Tianxiaomo / pytorch-YOLOv4

PyTorch ,ONNX and TensorRT implementation of YOLOv4
Apache License 2.0
4.48k stars 1.49k forks source link

Does anyone encounter the situation that CPU can run but GPU will be stuck in the first epoch? #311

Open EternalEvan opened 4 years ago

EternalEvan commented 4 years ago

Does anyone encounter the situation that CPU can run but GPU will be stuck in the first epoch? Results can be obtained when training with CPU. But when I train my own data with GPU, I will be stuck here. Can someone help me? CPU: 2020-10-29 23:42:12,062 train.py[line:611] INFO: Using device cpu 2020-10-29 23:42:13,583 train.py[line:327] INFO: Starting training: Epochs: 5 Batch size: 4 Subdivisions: 1 Learning rate: 0.001 Training size: 21 Validation size: 4 Checkpoints: True Device: cpu Images size: 608 Optimizer: adam Dataset classes: 3 Train label path:train.txt Pretrained:

Epoch 1/5: 95%|▉| 20/21 [10:25<00:31, 31.65s/img]in function convert_to_coco_api... You could also create your own 'get_image_id' function. You could also create your own 'get_image_id' function. You could also create your own 'get_image_id' function. You could also create your own 'get_image_id' function. creating index... index created! You could also create your own 'get_image_id' function. You could also create your own 'get_image_id' function. You could also create your own 'get_image_id' function. You could also create your own 'get_image_id' function. Accumulating evaluation results... DONE (t=0.13s). IoU metric: bbox Average Precision (AP) @[ IoU=0.50:0.95 | area= all | maxDets=100 ] = 0.000 Average Precision (AP) @[ IoU=0.50 | area= all | maxDets=100 ] = 0.000 Average Precision (AP) @[ IoU=0.75 | area= all | maxDets=100 ] = 0.000 Average Precision (AP) @[ IoU=0.50:0.95 | area= small | maxDets=100 ] = -1.000 Average Precision (AP) @[ IoU=0.50:0.95 | area=medium | maxDets=100 ] = -1.000 Average Precision (AP) @[ IoU=0.50:0.95 | area= large | maxDets=100 ] = 0.000 Average Recall (AR) @[ IoU=0.50:0.95 | area= all | maxDets= 1 ] = 0.000 Average Recall (AR) @[ IoU=0.50:0.95 | area= all | maxDets= 10 ] = 0.000 Average Recall (AR) @[ IoU=0.50:0.95 | area= all | maxDets=100 ] = 0.000 Average Recall (AR) @[ IoU=0.50:0.95 | area= small | maxDets=100 ] = -1.000 Average Recall (AR) @[ IoU=0.50:0.95 | area=medium | maxDets=100 ] = -1.000 Average Recall (AR) @[ IoU=0.50:0.95 | area= large | maxDets=100 ] = 0.000:

GPU: 2020-10-30 13:54:17,456 train.py[line:611] INFO: Using device cuda 2020-10-30 13:54:20,094 train.py[line:327] INFO: Starting training: Epochs: 5 Batch size: 4 Subdivisions: 1 Learning rate: 0.001 Training size: 21 Validation size: 4 Checkpoints: True Device: cuda Images size: 608 Optimizer: adam Dataset classes: 3 Train label path:train.txt Pretrained:

Epoch 1/5: 95%|▉| 20/21 [00:17<00:01, 1.01s/img]in function convert_to_coco_api... You could also create your own 'get_image_id' function. You could also create your own 'get_image_id' function. You could also create your own 'get_image_id' function. You could also create your own 'get_image_id' function. creating index... index created!

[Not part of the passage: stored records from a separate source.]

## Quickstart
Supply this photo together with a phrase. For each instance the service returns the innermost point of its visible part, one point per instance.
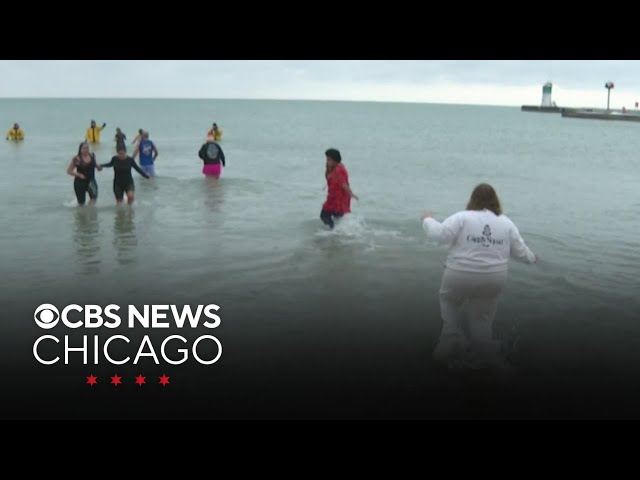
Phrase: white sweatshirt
(479, 241)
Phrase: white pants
(469, 339)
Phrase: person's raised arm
(71, 170)
(519, 249)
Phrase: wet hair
(484, 196)
(82, 144)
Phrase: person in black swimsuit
(122, 180)
(83, 167)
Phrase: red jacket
(338, 199)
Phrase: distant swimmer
(213, 157)
(83, 167)
(16, 133)
(339, 192)
(120, 139)
(123, 180)
(93, 132)
(215, 132)
(148, 154)
(138, 137)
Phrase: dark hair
(334, 154)
(80, 147)
(484, 196)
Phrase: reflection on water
(124, 235)
(86, 239)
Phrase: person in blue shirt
(148, 154)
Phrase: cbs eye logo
(46, 316)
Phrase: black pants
(326, 217)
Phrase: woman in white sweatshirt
(481, 240)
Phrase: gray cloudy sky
(493, 82)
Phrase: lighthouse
(546, 95)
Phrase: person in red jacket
(339, 192)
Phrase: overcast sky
(490, 82)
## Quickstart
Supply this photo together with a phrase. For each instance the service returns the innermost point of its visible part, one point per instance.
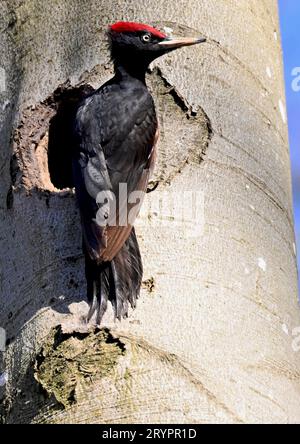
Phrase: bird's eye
(146, 38)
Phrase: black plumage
(116, 131)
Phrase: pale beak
(178, 42)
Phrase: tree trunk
(214, 336)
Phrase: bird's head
(137, 45)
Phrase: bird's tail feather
(118, 281)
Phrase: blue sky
(290, 35)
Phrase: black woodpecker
(116, 131)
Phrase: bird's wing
(108, 156)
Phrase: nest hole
(61, 134)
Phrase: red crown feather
(136, 27)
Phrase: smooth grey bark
(212, 337)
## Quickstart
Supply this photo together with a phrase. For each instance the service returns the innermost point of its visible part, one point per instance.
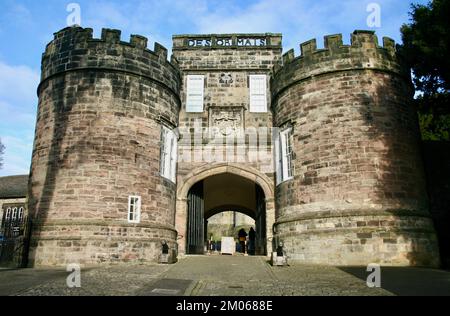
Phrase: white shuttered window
(195, 93)
(258, 93)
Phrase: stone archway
(185, 183)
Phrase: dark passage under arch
(222, 193)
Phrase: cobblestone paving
(199, 276)
(253, 276)
(105, 281)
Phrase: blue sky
(27, 26)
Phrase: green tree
(426, 48)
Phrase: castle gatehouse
(133, 150)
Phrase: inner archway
(216, 194)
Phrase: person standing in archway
(252, 242)
(242, 238)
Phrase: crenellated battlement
(364, 52)
(74, 48)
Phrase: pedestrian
(242, 238)
(252, 242)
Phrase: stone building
(13, 193)
(321, 150)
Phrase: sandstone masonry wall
(102, 104)
(358, 195)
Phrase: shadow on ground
(408, 281)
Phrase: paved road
(224, 276)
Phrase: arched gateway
(321, 149)
(223, 187)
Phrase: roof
(13, 187)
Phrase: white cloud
(18, 103)
(18, 83)
(17, 156)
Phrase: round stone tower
(358, 195)
(102, 106)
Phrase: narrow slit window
(169, 154)
(134, 209)
(284, 156)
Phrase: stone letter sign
(228, 42)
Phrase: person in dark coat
(251, 242)
(242, 239)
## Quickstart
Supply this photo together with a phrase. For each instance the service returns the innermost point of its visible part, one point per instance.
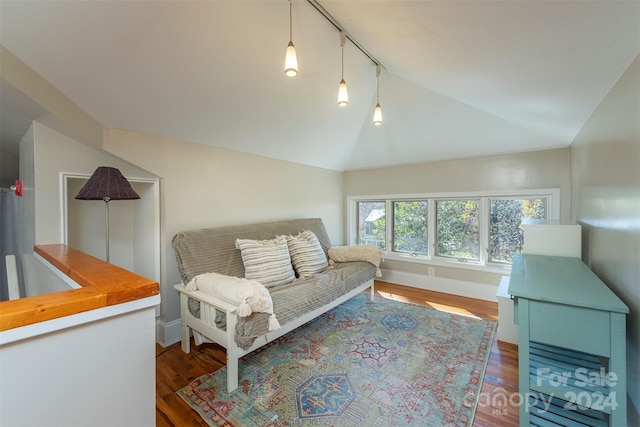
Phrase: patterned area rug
(364, 363)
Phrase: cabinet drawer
(577, 328)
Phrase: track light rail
(336, 24)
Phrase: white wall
(204, 186)
(8, 169)
(605, 168)
(91, 369)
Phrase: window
(476, 230)
(410, 227)
(457, 231)
(372, 224)
(505, 233)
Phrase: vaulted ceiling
(460, 78)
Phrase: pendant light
(377, 113)
(343, 96)
(290, 59)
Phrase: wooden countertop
(102, 284)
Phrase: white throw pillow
(266, 261)
(307, 255)
(248, 295)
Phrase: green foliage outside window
(506, 237)
(410, 227)
(372, 224)
(457, 229)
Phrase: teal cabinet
(571, 344)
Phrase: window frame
(552, 196)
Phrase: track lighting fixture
(343, 96)
(377, 113)
(290, 59)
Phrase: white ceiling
(461, 78)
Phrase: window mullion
(389, 224)
(483, 222)
(431, 227)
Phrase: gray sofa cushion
(213, 249)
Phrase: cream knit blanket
(368, 253)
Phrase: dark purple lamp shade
(107, 184)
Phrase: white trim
(168, 333)
(54, 325)
(553, 216)
(66, 279)
(480, 291)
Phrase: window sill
(443, 262)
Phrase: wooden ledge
(103, 284)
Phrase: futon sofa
(211, 318)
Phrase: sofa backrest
(213, 250)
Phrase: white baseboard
(481, 291)
(168, 333)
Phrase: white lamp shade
(377, 115)
(291, 61)
(343, 96)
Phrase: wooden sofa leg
(186, 330)
(232, 353)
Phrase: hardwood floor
(175, 369)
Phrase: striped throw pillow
(307, 254)
(266, 261)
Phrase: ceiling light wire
(290, 59)
(377, 112)
(320, 9)
(343, 96)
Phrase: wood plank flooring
(175, 369)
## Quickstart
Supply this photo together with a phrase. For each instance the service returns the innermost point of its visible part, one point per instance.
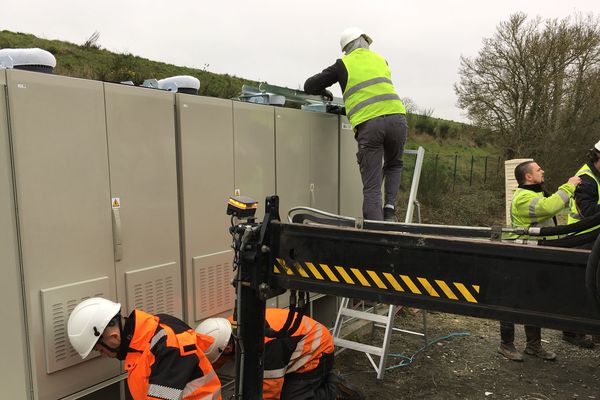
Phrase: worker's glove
(327, 95)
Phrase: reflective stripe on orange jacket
(299, 353)
(162, 364)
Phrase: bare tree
(535, 84)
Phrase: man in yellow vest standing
(585, 204)
(376, 114)
(533, 206)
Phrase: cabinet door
(143, 180)
(62, 188)
(324, 161)
(292, 155)
(254, 151)
(350, 181)
(205, 129)
(12, 336)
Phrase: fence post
(485, 171)
(454, 176)
(498, 166)
(471, 173)
(435, 167)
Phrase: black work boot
(509, 351)
(345, 390)
(535, 348)
(578, 339)
(389, 214)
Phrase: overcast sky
(284, 42)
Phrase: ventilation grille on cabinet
(213, 292)
(155, 290)
(57, 305)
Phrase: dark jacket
(586, 194)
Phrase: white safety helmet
(220, 330)
(351, 34)
(87, 322)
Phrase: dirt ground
(469, 367)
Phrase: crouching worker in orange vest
(163, 355)
(297, 366)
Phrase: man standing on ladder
(377, 116)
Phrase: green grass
(460, 195)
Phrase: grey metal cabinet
(58, 132)
(15, 376)
(254, 151)
(324, 161)
(306, 159)
(205, 129)
(143, 184)
(292, 133)
(350, 181)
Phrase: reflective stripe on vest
(164, 392)
(369, 92)
(198, 383)
(316, 342)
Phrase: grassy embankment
(448, 194)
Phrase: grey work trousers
(380, 139)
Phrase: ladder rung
(383, 319)
(365, 348)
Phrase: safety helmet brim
(88, 321)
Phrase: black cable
(585, 240)
(580, 226)
(592, 275)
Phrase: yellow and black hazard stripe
(417, 285)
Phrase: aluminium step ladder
(386, 321)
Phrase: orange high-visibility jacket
(165, 360)
(298, 353)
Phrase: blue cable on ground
(408, 360)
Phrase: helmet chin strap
(121, 353)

uniyushu commented 3 years ago

I meet the same problem. Do you find anything?

gytdau commented 3 years ago

This might be because your evaluation dataset is large. It appears the evaluation dataset is evaluated on the CPU, though I'm not so sure - that would be one explanation for the slowness.

swxu commented 3 years ago

Try set dataloader num_workers=0. val_loader = DataLoader(val_dataset, batch_size=config.batch // config.subdivisions, shuffle=True, num_workers=0, pin_memory=True, drop_last=True, collate_fn=val_collate) It seems like a bug in pytorch dataloder.

asebaq commented 3 years ago

You need to change Pytorch version, I changed it to 1.5.0, and the train.py run successfully with GPU

jcmayoral commented 2 years ago

@swxu @asebaq I was going crazy debugging. Thanks.